Mahkemece, davacının davalı Sağlık Bakanlığı aleyhine açılan davasının davalının olayın oluşumunda kusuru olmaması nedeniyle reddine, 25.365,20-TL maddi tazminat ile 15.000,00-TL manevi tazminatın kaza tarihinden yasal faizi ile birlikte davalılar F.. Plastik Kauçuk San. ve Tic. A.Ş. ve davalı A.. Ç.. ‘dan müştereken ve müteselsilen tahsili ile davacıya ödenmesine karar vermiştir.
5510 sayılı Yasa’nın 95. maddesine göre “Bu Kanun gereğince, yurt dışında tedavi için yapılacak sevklere, çalışma gücü kaybı, geçici iş göremezlik ödeneklerinin verilmesine ilişkin raporlar ile iş kazası ve meslek hastalığı sonucu meslekte kazanma gücü veya çalışma gücü kaybına esas teşkil edecek sağlık kurulu raporlarının usûl ve esaslarını, bu raporları vermeye yetkili sağlık hizmeti sunucularının sahip olması gereken kriterleri belirlemeye, usûlüne uygun olmayan sağlık kurulu raporu ve dayanağı tıbbî belgeleri düzenleyen sağlık hizmet sunucusuna iade edecek belirlenen bilgileri içerecek şekilde yeniden düzenlenmesini istemeye Kurum yetkilidir.

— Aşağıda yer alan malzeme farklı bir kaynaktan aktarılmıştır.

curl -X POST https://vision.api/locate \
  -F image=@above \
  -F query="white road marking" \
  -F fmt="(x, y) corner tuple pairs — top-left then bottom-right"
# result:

Usûlüne uygun sağlık kurulu raporu ve dayanağı tıbbî belgeler ile gerekli diğer belgelerin incelenmesiyle; yurt dışında tedavi için yapılacak sevklere, vazife malullük derecesini, iş kazası veya meslek hastalığı sonucu tespit edilen meslekte kazanma gücünün kaybına veya meslekte kazanma gücünün kaybı derecelerine ilişkin usûlüne uygun düzenlenmiş sağlık kurulu raporları ve diğer belgelere istinaden Kurumca verilen karara ilgililerin itirazı halinde, durum Sosyal Sigorta Yüksek Sağlık Kurulunca karara bağlanır.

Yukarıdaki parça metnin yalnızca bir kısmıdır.